博物館員たちの懸命な努力で地下室に隠匿されていたアフガンの名品は、再び人の目に触れられるまでになった。文字通り、東西文明の交差点にあった、この国に残っていた秘蔵品の精髄とも言うべき品々だ。数はないが、見る者の目を奪う素晴らしさだ。ギメ東洋美術館で公開された時の人々の驚嘆を思い起こす。決して多くはないが、息をのむような華麗で優雅な出土品の数々に、声を失い、魅了された。出展された品々は、西暦前2000年から西暦5世紀くらいまでの選り抜かれた名品である。
今回、九州国立博物館での展示品は、カタログで見るかぎり、ギメ展の出品と一部重なるが、同じではないようだ。特記すべきは、アフガニスタンから海外に流出し、日本が保管し、展覧会後にアフガニスタンに返還される作品が出品されることだ。また、特別出品として平山郁夫画伯の紙本彩色も2点展示される。

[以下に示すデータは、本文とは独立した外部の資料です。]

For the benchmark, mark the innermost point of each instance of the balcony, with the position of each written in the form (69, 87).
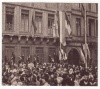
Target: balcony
(82, 39)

かつて、東西文明が交差し繁栄をきわめた土地アフガニスタン、その栄華の一端を偲ぶことができ、文字通り目を奪われる展示である。
* 東京国立博物館(4月12日ー6月19日)へ巡回
References
Afganistan: Hidden Treasures from the National Museum, Kabul, edited by Fredrik Hiebert and Pierre Cambon. Washington: National Gallery of Art, 2008
Afghanistan les trésors retrouvés: Collections du musée national d'Afghanistan
Musée des arts asiatiques Guimet, 6 décembre 2006 - 30 avril 2007
追記(2016年1月20日 「ドラゴン人物文ペンダント」『朝日新聞』 九州展紹介
この記事のペンダントは、本ブログのどこかに掲載されています。